The 33-year-old Brazilian will defend his undisputed welterweight championship against the undefeated Yaroslav Amosov in one of the year’s most anticipated battles, as the two men are scheduled to exchange pleasantries in the Bellator 260 headliner on June 11 at the Mohegan Sun Arena in Uncasville, Connecticut. Lima has rattled off 20 wins across his past 24 appearances—a run of sustained excellence that has made him one of the sport’s top fighters at 170 pounds. He last competed at Bellator 250 on Oct. 29, when he dropped a unanimous decision to current middleweight champion Gegard Mousasi and failed in his bid to become a simultaneous two-division titleholder.

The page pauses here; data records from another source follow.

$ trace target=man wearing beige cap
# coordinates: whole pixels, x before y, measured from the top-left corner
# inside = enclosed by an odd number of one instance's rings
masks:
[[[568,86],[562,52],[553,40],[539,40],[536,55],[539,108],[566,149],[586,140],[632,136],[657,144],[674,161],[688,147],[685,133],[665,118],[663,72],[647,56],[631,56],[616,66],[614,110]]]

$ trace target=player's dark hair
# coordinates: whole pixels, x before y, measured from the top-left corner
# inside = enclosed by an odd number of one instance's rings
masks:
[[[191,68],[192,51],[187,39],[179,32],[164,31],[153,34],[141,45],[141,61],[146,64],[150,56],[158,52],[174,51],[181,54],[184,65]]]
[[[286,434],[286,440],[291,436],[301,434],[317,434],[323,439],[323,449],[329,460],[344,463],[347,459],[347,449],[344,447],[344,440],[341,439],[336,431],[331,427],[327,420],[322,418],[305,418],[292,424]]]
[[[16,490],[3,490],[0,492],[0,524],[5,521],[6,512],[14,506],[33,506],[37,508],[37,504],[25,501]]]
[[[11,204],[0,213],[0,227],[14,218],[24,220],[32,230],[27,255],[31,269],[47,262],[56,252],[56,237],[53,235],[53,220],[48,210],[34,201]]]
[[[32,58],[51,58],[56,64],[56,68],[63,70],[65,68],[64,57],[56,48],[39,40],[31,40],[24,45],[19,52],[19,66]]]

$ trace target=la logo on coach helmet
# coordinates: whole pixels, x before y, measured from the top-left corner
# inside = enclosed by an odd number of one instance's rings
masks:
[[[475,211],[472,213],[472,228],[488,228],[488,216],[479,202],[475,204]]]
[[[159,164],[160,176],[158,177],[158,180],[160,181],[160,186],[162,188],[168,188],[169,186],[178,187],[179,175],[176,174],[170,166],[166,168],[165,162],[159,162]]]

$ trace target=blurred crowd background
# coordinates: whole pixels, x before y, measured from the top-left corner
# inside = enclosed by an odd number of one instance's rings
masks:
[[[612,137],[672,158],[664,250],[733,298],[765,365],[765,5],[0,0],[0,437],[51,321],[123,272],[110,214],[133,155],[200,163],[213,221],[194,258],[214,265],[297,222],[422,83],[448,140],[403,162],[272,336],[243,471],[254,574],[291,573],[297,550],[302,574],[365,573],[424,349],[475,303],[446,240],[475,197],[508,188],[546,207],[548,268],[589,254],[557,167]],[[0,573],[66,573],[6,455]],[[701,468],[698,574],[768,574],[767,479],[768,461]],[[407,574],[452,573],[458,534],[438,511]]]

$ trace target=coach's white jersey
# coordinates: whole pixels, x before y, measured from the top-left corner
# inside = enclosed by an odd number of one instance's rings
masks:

As Lima prepares for his confrontation with Amosov, a look at a few of the rivalries that have helped shape his remarkable career:
Ben Askren
Askren did what Askren does best, and Lima was powerless against it. The four-time NCAA All-American wrestler utilized takedowns, his uncanny scrambling ability and a suffocating top game, as he retained his Bellator MMA welterweight crown with a one-sided unanimous decision over Lima in the Bellator 64 main event on April 6, 2012 at Caesars in Windsor, Ontario. Booed lustily by fans who desired more action on the feet, Askren swept the scorecards by identical 50-45 counts. Outside of a few right hands, sporadic punches from the bottom, occasional submission attempts and a slick first-round sweep, Lima did little of note from an offensive standpoint. At the end of two rounds, he looked lost and discouraged, his considerable repertoire utterly neutralized by an Olympic-caliber wrestler. Askren struck for takedowns in all five rounds, tagged the American Top Team representative with punches, hammerfists and elbows from inside his guard and scrambled away from danger whenever it surfaced. He tried to finish Lima with a third-round brabo choke but released the hold when it became clear it would not be successful, settling back into his routine and cruising to another decision.
Andrey Koreshkov
“The Phenom” closed the book on his trilogy with Koreshkov in decisive fashion, as he throttled him unconscious with a rear-naked choke in the fifth round of their Bellator 206 co-feature on Sept. 29, 2018 at the SAP Center in San Jose, California. Lima—who had split his first two meetings with the Russian at Bellator 140 and Bellator 164—finished it 3:04 into Round 5. Koreshkov never seemed comfortable, and after a tepid first round, his Brazilian rival seized control with his polished, well-rounded skills. Heavy kicks to the body and legs, airtight takedown defense and clean punching combinations provided Lima with a significant lead entering the fifth round. There, he marched down a fading Koreshkov with punches, sprawled on a desperation takedown, wheeled around to his back and cinched the choke, tightening his squeeze until the Alexander Shlemenko protégé lost consciousness.
Michael Page
Page thought he had Lima right where he wanted him. He could not have been more mistaken. Lima punched—and quite literally so—his ticket to the Bellator MMA welterweight grand prix final, as he knocked out the previously unbeaten London Shootfighters star in the second round of their Bellator 221 co-main event on May 11, 2019 at Allstate Arena in Rosemont, Illinois. Page hit the deck in an unconscious heap 35 seconds into Round 2, substance having conquered style. After a cautious first round from both men, chaos ensued. Page clipped the Atlanta-based Brazilian with a right hand to the temple that shook his equilibrium and resulted in his hitting the reset button. Lima countered the oncoming Brit with a powerful leg kick that swept him off of his feet and then blasted the karateka with an uppercut as he tried to stand. Page folded and landed face up on the canvas, where he was met with hammerfists before referee Mike Beltran could arrive on the scene.
Rory MacDonald
A punishing jab, well-timed takedowns and sublime takedown defense carried the Atlanta-based Brazilian to a unanimous decision over MacDonald in the Bellator 232 headliner on Oct. 26, 2019 at the Mohegan Sun Arena in Uncasville, Connecticut. Lima swept the scorecards in the Bellator welterweight grand prix final and became a three-time champion at 170 pounds, eliciting 49-46, 50-45 and 50-45 marks from the judges. MacDonald seemed tentative and unsure of himself for much of the match, perhaps a residual effect from his first encounter with “The Phenom” at Bellator 192 a little less than two years prior—a fight he won but a fight in which Lima’s crushing kicks exacted a serious toll on the Canadian’s lead leg. Lima picked up steam with each passing round, leaned on his jab, continued to blast the Tristar Gym export with leg kicks and shut down his repeated bids for takedowns. He knocked down MacDonald with a leg kick in the fifth round, scrambled into top position and cut loose with ground-and-pound. The Firas Zahabi disciple sprang a reversal on Lima in the final minute but could not muster the finish he needed to erase the deficit on the scorecards.